24.03.2011 / 16:24 CET
Member states and European Commission will meet tomorrow to discuss fate of thousands of Africans who have fled Libya.
A number of Africans who have fled the violence in Libya but cannot return to their home countries may soon be allowed to travel to the EU, Cecilia Malmström, the European commissioner for home affairs, has said. Speaking to reporters after returning from Egypt today (24 March), Malmström said that several member states were willing to consider relocating Eritreans, Sudanese and Ethiopians who are unable to return home for fear of persecution. She said that “a few thousand” Africans, most of them from Eritrea, were stranded in Tunisia and up to 270 were in Egypt.
Malmström announced that the European Commission would hold an exploratory meeting tomorrow with member states and the United Nations refugee agency, the UNHCR.
EU interior ministers are to discuss the EU's response to possible large-scale migration from north Africa at a meeting on 11 April.
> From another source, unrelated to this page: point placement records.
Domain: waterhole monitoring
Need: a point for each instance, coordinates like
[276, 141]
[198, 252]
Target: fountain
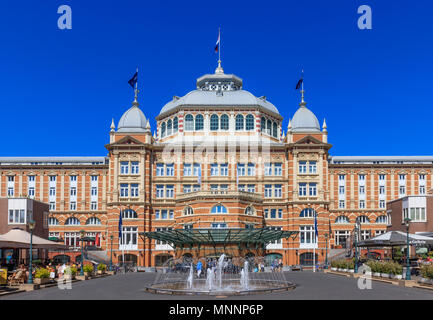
[225, 276]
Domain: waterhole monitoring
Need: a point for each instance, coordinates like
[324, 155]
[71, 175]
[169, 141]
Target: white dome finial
[113, 126]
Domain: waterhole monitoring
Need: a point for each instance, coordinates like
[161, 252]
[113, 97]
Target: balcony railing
[220, 194]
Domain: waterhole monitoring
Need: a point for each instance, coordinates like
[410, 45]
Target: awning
[396, 239]
[179, 237]
[17, 238]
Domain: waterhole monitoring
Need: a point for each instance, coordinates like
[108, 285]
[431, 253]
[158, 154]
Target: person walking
[199, 268]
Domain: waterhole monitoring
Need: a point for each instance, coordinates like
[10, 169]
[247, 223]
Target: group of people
[277, 265]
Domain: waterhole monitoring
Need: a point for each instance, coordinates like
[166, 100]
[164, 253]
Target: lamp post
[82, 233]
[326, 250]
[407, 221]
[111, 256]
[32, 225]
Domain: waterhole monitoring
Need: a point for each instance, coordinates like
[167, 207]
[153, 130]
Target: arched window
[189, 122]
[53, 221]
[188, 211]
[175, 125]
[249, 123]
[129, 214]
[214, 122]
[72, 222]
[199, 122]
[275, 130]
[224, 122]
[219, 209]
[249, 211]
[263, 124]
[93, 221]
[239, 122]
[363, 219]
[382, 219]
[169, 127]
[163, 130]
[308, 213]
[342, 219]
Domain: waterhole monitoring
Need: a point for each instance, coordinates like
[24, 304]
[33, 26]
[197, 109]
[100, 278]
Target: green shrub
[343, 264]
[88, 268]
[42, 273]
[101, 267]
[385, 267]
[71, 270]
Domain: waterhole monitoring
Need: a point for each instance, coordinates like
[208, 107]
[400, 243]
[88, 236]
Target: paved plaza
[309, 286]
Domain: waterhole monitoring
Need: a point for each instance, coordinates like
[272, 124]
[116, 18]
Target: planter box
[41, 280]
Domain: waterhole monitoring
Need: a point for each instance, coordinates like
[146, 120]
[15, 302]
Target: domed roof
[132, 120]
[305, 121]
[218, 90]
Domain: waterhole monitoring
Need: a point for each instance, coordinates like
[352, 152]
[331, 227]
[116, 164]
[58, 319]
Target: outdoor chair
[17, 279]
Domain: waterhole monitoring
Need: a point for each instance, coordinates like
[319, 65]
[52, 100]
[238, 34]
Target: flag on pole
[217, 45]
[199, 176]
[315, 226]
[133, 80]
[300, 82]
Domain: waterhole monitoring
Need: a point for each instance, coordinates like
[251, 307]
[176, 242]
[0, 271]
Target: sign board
[3, 276]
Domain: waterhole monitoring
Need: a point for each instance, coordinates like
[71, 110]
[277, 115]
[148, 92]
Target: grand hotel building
[219, 158]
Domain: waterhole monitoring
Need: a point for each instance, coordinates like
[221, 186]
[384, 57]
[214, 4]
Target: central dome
[132, 120]
[219, 90]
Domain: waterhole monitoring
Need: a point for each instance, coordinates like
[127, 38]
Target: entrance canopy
[396, 239]
[179, 237]
[17, 238]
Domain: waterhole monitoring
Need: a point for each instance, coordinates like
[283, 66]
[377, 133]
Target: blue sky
[59, 89]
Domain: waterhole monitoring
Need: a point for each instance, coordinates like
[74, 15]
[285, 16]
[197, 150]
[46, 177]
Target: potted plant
[396, 270]
[70, 273]
[385, 269]
[42, 276]
[102, 268]
[88, 270]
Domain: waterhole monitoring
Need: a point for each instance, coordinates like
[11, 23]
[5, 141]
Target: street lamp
[326, 250]
[407, 222]
[111, 256]
[32, 225]
[82, 233]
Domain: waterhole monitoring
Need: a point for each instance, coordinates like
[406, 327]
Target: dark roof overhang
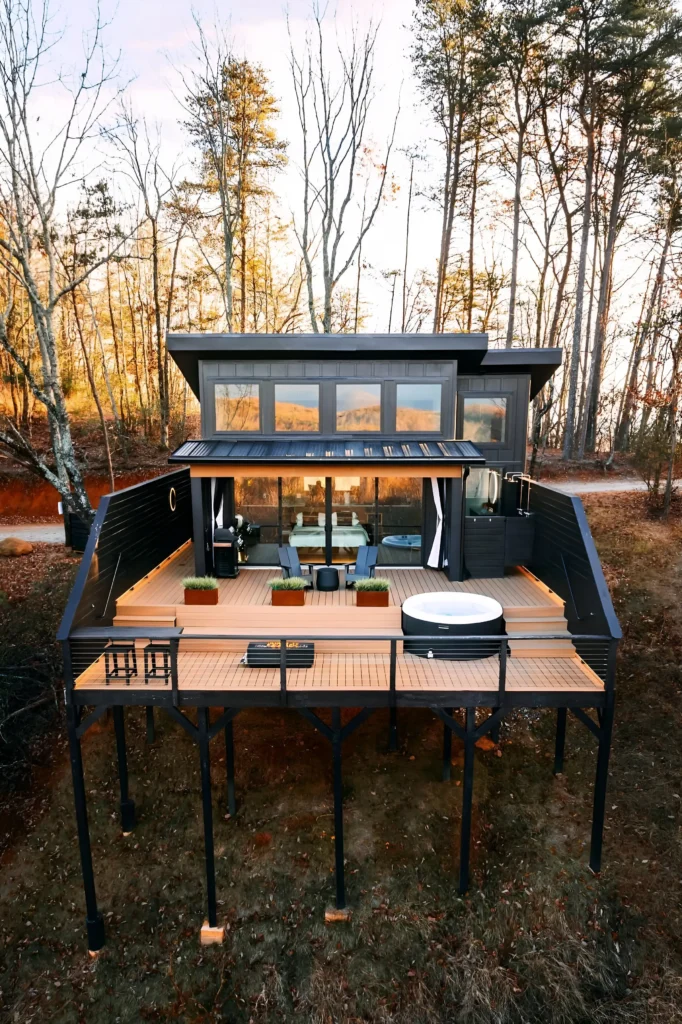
[334, 451]
[187, 349]
[540, 364]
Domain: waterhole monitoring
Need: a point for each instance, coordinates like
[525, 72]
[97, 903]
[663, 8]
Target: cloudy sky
[155, 40]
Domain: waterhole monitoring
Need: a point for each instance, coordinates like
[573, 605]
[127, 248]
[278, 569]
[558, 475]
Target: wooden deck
[212, 666]
[211, 671]
[160, 593]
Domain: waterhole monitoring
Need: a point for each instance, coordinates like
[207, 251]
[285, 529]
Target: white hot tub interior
[452, 608]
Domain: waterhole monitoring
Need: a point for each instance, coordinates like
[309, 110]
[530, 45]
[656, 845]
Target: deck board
[367, 671]
[163, 590]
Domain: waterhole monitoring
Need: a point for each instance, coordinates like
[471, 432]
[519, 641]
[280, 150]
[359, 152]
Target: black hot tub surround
[446, 613]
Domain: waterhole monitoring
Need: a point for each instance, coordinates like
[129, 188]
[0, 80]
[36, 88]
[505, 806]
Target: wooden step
[329, 619]
[542, 648]
[530, 624]
[366, 645]
[161, 622]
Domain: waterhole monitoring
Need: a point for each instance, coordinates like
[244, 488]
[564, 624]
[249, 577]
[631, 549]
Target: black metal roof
[322, 450]
[470, 351]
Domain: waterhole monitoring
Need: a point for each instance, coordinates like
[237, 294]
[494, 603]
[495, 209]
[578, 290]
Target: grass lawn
[538, 938]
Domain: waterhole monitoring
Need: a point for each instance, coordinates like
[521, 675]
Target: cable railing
[174, 660]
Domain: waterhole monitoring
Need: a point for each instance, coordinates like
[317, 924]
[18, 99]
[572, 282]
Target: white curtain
[433, 560]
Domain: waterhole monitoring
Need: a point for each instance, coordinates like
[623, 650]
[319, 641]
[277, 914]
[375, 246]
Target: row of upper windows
[358, 410]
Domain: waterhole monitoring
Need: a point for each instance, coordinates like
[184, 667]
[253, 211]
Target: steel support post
[229, 768]
[93, 920]
[205, 762]
[600, 783]
[151, 730]
[338, 809]
[446, 750]
[392, 729]
[560, 740]
[127, 805]
[467, 798]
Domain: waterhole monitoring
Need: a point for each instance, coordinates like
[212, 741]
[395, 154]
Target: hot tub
[446, 613]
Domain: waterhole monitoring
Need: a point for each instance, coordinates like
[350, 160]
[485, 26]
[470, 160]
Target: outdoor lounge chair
[364, 566]
[291, 565]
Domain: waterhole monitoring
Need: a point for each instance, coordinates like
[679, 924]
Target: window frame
[507, 433]
[416, 382]
[296, 383]
[214, 411]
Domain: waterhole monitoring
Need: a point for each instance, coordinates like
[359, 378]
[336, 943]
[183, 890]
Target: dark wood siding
[134, 529]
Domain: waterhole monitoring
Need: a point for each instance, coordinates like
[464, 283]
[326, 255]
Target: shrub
[200, 583]
[293, 583]
[373, 584]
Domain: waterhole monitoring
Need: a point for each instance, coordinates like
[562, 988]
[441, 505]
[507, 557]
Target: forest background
[507, 166]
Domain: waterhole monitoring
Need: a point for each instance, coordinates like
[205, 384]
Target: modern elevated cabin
[401, 456]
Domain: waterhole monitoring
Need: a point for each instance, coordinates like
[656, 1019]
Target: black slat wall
[133, 531]
[564, 557]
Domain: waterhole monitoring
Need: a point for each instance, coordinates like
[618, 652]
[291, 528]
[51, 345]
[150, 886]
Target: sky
[155, 38]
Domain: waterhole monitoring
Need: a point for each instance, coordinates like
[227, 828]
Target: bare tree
[333, 116]
[35, 170]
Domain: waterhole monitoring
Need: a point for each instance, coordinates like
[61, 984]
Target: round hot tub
[446, 613]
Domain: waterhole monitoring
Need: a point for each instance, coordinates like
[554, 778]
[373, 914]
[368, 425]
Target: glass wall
[256, 499]
[483, 419]
[418, 407]
[358, 407]
[297, 407]
[353, 511]
[399, 528]
[386, 512]
[303, 516]
[237, 407]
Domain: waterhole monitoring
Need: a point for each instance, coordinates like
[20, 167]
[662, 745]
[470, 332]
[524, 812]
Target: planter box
[289, 598]
[201, 596]
[372, 598]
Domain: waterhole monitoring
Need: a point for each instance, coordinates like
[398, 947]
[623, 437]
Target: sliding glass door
[329, 519]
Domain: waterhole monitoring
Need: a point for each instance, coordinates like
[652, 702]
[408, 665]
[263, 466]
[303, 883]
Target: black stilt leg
[338, 810]
[600, 785]
[392, 730]
[93, 920]
[560, 740]
[151, 731]
[205, 761]
[229, 766]
[446, 750]
[467, 797]
[127, 805]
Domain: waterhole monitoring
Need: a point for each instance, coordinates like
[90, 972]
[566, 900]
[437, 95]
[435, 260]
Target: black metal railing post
[392, 728]
[174, 645]
[283, 671]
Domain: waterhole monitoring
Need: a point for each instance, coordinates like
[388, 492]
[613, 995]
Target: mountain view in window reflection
[418, 407]
[237, 407]
[358, 407]
[296, 407]
[483, 420]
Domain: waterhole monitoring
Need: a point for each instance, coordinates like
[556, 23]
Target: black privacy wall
[134, 530]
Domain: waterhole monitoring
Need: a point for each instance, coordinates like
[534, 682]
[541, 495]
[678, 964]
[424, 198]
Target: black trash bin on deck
[225, 554]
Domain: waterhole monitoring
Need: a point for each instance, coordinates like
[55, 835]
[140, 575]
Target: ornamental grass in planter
[288, 592]
[372, 593]
[201, 590]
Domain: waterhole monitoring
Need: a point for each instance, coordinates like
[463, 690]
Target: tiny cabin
[392, 463]
[415, 444]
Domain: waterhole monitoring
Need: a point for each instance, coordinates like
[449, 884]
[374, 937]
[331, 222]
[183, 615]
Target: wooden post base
[334, 915]
[210, 936]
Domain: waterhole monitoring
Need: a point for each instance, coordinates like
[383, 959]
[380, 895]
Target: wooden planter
[289, 598]
[372, 598]
[201, 596]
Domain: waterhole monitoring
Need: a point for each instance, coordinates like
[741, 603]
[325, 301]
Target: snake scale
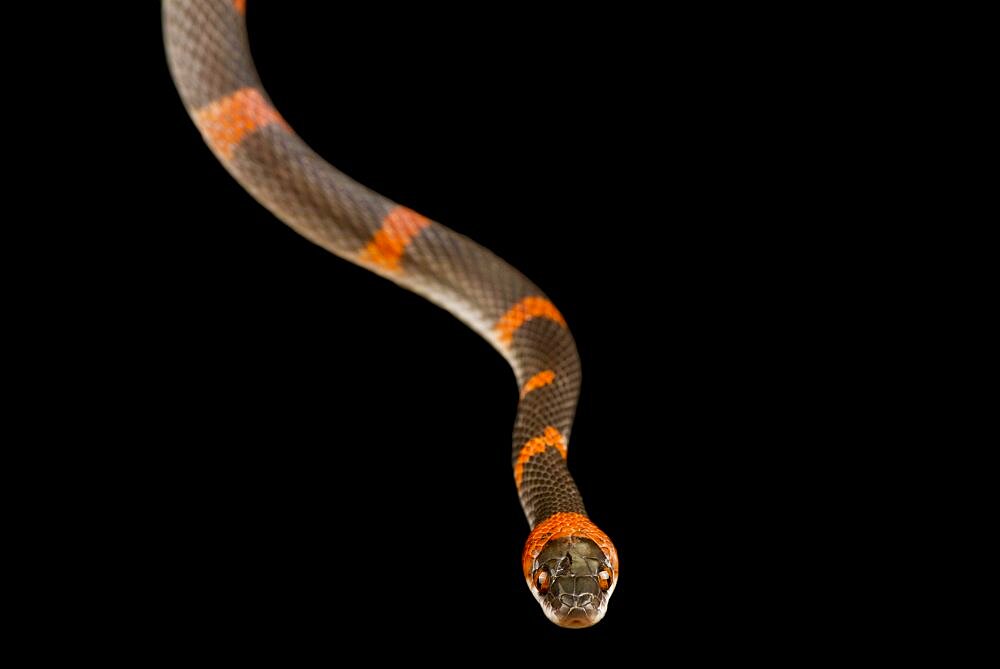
[570, 565]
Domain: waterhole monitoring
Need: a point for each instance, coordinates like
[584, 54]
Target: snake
[570, 565]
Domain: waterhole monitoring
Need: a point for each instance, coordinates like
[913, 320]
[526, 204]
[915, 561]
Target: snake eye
[604, 578]
[542, 581]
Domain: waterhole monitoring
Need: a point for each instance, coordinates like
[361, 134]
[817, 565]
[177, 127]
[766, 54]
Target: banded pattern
[210, 62]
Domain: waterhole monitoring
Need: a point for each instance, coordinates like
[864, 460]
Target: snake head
[572, 569]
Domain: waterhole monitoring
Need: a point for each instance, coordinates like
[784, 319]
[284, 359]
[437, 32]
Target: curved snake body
[571, 566]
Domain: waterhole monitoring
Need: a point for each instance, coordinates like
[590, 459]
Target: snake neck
[548, 370]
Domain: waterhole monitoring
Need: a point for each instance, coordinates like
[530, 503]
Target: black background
[323, 457]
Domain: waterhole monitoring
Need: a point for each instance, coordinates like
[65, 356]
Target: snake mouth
[573, 617]
[579, 618]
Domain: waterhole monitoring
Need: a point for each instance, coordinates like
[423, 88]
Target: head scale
[572, 568]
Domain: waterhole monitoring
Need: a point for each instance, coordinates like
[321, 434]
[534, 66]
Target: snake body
[569, 563]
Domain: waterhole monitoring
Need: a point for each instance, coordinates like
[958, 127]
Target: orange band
[524, 311]
[561, 525]
[230, 119]
[552, 437]
[389, 244]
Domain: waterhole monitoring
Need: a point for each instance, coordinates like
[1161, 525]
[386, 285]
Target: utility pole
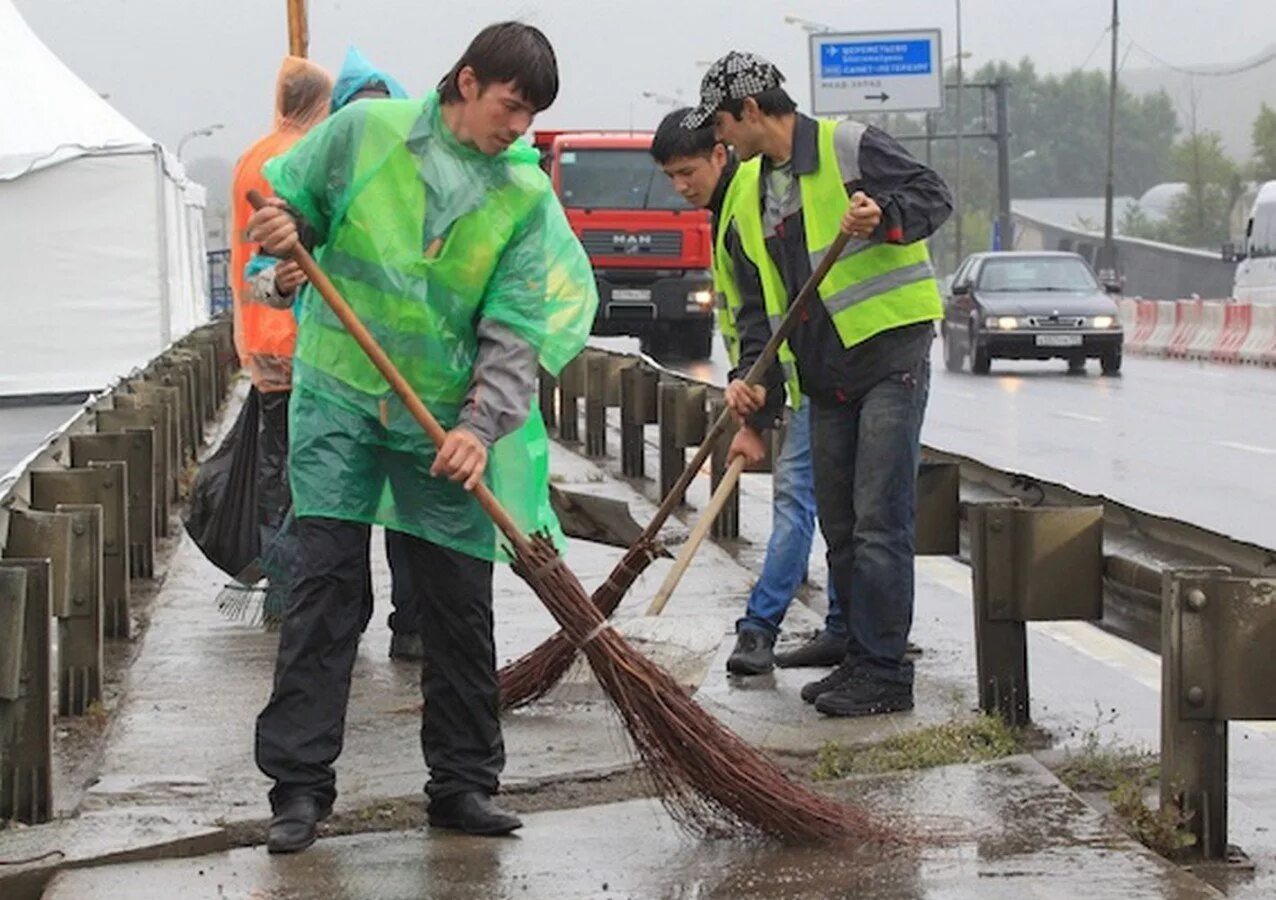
[1109, 261]
[961, 127]
[299, 30]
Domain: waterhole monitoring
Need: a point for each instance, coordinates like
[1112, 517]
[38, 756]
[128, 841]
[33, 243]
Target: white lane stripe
[1248, 448]
[1140, 664]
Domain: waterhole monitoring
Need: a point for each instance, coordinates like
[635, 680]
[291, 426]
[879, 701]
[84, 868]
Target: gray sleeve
[504, 381]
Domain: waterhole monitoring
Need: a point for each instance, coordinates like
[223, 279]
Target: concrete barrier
[1210, 331]
[1238, 318]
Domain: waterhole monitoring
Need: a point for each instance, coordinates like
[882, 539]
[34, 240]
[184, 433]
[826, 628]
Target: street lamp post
[197, 133]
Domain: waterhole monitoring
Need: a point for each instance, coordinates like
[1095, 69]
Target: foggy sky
[175, 65]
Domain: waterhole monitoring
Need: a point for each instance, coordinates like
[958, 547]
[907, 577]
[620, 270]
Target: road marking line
[1248, 448]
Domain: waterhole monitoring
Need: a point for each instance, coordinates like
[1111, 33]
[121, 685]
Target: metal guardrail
[78, 527]
[1039, 552]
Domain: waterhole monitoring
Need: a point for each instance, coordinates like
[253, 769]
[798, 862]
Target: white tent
[101, 232]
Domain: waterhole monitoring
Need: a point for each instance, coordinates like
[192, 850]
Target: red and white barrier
[1235, 328]
[1166, 322]
[1260, 346]
[1187, 323]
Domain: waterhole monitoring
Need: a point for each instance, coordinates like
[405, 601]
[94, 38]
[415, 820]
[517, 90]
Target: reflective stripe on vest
[872, 287]
[730, 301]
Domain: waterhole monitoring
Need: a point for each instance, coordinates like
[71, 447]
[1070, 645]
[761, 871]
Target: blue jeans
[793, 513]
[865, 457]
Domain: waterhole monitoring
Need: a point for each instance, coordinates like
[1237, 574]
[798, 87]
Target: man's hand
[749, 444]
[273, 227]
[744, 398]
[289, 277]
[461, 458]
[863, 217]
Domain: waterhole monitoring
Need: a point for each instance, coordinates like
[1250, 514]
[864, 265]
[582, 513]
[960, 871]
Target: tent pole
[299, 31]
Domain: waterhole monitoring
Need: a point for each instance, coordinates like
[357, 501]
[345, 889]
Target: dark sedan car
[1030, 307]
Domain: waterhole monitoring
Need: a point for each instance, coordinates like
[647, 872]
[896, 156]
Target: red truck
[648, 248]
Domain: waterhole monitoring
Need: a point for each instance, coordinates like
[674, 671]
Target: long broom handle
[693, 543]
[394, 378]
[754, 375]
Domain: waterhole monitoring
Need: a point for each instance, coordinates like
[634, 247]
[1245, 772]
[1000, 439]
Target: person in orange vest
[264, 337]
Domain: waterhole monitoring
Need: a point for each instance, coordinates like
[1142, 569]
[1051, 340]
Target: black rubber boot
[472, 812]
[823, 650]
[753, 655]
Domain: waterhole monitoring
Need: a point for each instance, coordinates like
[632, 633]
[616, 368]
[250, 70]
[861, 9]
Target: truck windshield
[615, 179]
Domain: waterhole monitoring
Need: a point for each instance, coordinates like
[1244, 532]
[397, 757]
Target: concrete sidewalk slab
[1009, 831]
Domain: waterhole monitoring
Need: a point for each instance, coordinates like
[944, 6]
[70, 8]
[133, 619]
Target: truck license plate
[1058, 340]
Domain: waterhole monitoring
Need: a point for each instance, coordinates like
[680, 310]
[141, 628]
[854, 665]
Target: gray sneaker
[753, 655]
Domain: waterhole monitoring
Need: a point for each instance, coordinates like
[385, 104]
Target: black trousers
[299, 733]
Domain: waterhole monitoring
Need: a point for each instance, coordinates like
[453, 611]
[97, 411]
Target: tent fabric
[101, 234]
[49, 114]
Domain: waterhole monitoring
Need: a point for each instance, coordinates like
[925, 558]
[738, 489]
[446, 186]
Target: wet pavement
[179, 753]
[997, 831]
[1189, 441]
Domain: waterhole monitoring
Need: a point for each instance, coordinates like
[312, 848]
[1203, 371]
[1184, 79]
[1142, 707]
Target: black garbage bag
[222, 518]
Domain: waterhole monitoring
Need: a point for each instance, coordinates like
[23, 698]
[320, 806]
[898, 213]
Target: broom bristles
[708, 779]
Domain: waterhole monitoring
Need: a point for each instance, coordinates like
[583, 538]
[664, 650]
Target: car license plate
[1058, 340]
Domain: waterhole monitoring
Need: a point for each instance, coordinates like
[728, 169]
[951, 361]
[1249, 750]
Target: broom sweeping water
[535, 673]
[708, 779]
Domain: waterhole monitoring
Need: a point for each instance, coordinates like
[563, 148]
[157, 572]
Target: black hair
[771, 102]
[508, 51]
[674, 142]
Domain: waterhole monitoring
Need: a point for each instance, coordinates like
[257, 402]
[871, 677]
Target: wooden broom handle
[697, 538]
[757, 370]
[394, 378]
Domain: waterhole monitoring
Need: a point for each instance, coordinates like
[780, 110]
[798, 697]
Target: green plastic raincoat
[424, 238]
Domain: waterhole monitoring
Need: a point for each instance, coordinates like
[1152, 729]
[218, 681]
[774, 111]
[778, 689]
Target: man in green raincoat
[437, 225]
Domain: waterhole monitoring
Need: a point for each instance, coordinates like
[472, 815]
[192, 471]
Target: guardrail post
[79, 627]
[134, 447]
[597, 367]
[102, 484]
[26, 691]
[726, 525]
[571, 387]
[548, 387]
[1027, 564]
[1217, 633]
[637, 410]
[938, 532]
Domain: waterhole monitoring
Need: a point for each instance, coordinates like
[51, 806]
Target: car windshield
[1036, 273]
[615, 179]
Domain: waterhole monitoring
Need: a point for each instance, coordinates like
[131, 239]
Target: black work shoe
[472, 812]
[824, 649]
[845, 672]
[407, 647]
[753, 655]
[867, 696]
[295, 824]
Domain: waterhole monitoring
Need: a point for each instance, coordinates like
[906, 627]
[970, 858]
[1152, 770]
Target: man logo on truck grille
[630, 244]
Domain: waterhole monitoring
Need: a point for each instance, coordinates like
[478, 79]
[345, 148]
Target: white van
[1256, 273]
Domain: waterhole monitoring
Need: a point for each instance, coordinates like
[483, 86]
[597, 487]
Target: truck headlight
[699, 300]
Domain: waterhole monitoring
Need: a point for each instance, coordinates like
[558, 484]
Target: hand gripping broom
[708, 779]
[536, 672]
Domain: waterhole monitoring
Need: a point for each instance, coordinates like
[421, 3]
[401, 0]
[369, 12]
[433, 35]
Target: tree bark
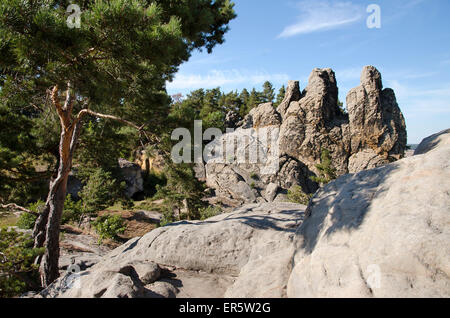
[47, 227]
[46, 230]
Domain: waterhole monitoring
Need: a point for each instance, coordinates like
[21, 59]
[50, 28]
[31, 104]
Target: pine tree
[114, 67]
[268, 93]
[244, 97]
[280, 96]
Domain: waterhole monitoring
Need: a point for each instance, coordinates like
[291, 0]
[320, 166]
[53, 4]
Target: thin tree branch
[13, 206]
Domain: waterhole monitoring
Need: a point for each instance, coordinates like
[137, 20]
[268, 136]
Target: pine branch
[13, 206]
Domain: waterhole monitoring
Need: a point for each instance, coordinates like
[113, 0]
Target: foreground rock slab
[245, 253]
[380, 233]
[383, 232]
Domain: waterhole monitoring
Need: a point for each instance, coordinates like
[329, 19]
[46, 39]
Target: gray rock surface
[227, 255]
[132, 175]
[293, 94]
[383, 232]
[376, 233]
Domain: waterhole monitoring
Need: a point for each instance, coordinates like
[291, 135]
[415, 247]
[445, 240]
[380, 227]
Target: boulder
[245, 253]
[382, 232]
[264, 115]
[379, 233]
[293, 94]
[373, 133]
[376, 121]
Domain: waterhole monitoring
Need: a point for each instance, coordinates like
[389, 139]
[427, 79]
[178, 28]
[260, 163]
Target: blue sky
[279, 40]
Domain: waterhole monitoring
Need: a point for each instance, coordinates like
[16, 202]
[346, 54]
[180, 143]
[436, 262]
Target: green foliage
[100, 190]
[209, 212]
[268, 93]
[296, 195]
[326, 171]
[17, 271]
[118, 63]
[183, 192]
[151, 181]
[109, 226]
[280, 96]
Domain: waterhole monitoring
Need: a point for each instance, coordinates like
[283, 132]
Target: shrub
[99, 191]
[296, 195]
[109, 226]
[168, 217]
[326, 171]
[209, 212]
[17, 271]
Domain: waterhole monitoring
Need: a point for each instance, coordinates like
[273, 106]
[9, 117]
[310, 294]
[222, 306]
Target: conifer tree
[113, 67]
[326, 170]
[280, 96]
[268, 94]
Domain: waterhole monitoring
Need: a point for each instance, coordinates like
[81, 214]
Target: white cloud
[224, 78]
[323, 15]
[416, 101]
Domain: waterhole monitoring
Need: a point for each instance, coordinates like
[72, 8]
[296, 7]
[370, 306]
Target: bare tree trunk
[47, 227]
[46, 230]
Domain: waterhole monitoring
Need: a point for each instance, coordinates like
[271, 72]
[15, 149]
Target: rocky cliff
[381, 232]
[373, 133]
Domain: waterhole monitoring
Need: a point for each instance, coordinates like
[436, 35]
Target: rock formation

EU leaders at a summit in Brussels today and tomorrow will also briefly discuss the matter.
Malmström left it open whether the Africans would be given refugee status or some form of temporary protection, and declined to say which member states had signalled their willingness to admit the Africans. She said that it was up to the member states to decide how many refugees they would admit and what status they would offer them.
Roberto Maroni, Italy's interior minister, had earlier this month said that Italy was in principle willing to receive around 2,000 Eritrean Catholics stuck in Libya, and small groups have since been evacuated to Italy. There have been reports of attacks by insurgents against sub-Saharan Africans who are suspected of being mercenaries for the regime of Muammar Qaddafi.
Under an Italian agreement with Libya that took effect early in 2009, Italy summarily returned Eritreans and other interdicted migrants to Libya without assessing whether they were in need of international protection. It is not clear whether the group now stuck in Tunisia includes such cases.
A group of Somalis and Eritreans has filed a case against Italy before the European Court of Human Rights. A first hearing is scheduled for June.